Hasselbeck Latest NFL Face of Sports Supplements
Matt Hasselbeck doesn’t mind being the latest face of the sometimes ugly nutritional supplement industry.
Supplements have given that face -- that of the Seattle Seahawks’ Super Bowl and Pro Bowl quarterback -- an accessory: a smoke-spewing cannon for a throwing arm.
Well, a new advertising campaign has, anyway.
“I was lobbying for Superman, so I could look through walls -- you know, the X-ray vision thing. I think that could serve me well against a pass rush this season,” a chuckling Hasselbeck said.
He was speaking recently by telephone from the Athletes’ Performance center within Arizona State’s athletic facilities. He was on a break from one of his final workouts before the defending NFC champions’ training camp opened this weekend in Cheney, Wash.

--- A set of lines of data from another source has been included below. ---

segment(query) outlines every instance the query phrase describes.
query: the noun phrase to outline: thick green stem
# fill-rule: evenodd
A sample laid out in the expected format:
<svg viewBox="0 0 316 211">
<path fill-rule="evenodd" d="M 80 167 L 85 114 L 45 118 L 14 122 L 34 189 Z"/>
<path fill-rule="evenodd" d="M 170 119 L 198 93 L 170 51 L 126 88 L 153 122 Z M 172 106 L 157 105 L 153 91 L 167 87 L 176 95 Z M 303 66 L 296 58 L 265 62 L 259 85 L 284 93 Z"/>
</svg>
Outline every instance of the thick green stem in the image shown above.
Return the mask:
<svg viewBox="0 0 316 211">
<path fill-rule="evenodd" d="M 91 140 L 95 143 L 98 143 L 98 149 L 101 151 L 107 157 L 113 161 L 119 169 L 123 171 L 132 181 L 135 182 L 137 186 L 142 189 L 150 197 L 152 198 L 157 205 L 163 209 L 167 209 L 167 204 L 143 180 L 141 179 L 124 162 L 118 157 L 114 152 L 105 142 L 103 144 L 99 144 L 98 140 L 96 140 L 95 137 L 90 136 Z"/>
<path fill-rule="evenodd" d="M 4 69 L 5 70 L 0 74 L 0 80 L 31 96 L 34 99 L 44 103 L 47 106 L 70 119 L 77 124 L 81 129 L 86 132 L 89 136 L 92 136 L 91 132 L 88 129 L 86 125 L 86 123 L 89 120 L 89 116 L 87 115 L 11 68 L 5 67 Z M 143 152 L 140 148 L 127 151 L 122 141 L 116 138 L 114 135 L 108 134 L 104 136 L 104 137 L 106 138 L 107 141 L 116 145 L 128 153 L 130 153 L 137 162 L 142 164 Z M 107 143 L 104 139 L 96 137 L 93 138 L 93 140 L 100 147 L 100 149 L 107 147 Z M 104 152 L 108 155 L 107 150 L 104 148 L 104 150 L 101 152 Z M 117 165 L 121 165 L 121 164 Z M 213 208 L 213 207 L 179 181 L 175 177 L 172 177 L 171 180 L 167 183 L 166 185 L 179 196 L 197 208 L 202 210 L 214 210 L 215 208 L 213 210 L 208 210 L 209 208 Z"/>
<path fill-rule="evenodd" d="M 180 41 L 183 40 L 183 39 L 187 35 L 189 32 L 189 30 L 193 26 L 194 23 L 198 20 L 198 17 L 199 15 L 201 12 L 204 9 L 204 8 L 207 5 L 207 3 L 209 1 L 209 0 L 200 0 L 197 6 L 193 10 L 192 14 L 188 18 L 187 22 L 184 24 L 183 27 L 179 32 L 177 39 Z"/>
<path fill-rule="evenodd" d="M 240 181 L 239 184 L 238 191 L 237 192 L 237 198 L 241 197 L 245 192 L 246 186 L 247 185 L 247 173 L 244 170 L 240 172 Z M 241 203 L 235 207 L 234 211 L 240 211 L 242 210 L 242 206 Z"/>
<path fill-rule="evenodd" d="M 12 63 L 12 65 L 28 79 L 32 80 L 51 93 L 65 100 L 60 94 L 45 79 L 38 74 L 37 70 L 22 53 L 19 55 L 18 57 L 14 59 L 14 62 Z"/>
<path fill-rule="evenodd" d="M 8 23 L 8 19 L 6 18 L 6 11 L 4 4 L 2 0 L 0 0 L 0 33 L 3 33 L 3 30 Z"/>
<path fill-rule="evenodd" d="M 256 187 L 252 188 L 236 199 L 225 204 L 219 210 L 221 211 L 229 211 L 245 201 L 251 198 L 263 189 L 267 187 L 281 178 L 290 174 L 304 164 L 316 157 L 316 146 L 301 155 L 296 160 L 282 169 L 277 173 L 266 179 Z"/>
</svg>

Swarms of elite athletes spend their offseasons training at the posh, Tempe, Ariz., retreat, founded in 1999 by workout guru Mark Verstegen. One of Verstegen’s corporate partners in Athletes’ Performance is Experimental and Applied Sciences, a Golden, Colo.-based supplement maker.
EAS, which Chicago-based Abbott Laboratories purchased for $320 million in 2004, has made Hasselbeck one of its latest NFL pitchmen. In print advertisements shot last month, it gave him the cartoon cannon arm. It also gives him enough protein powder mix and meal bars to feed the Seahawks’ offensive line.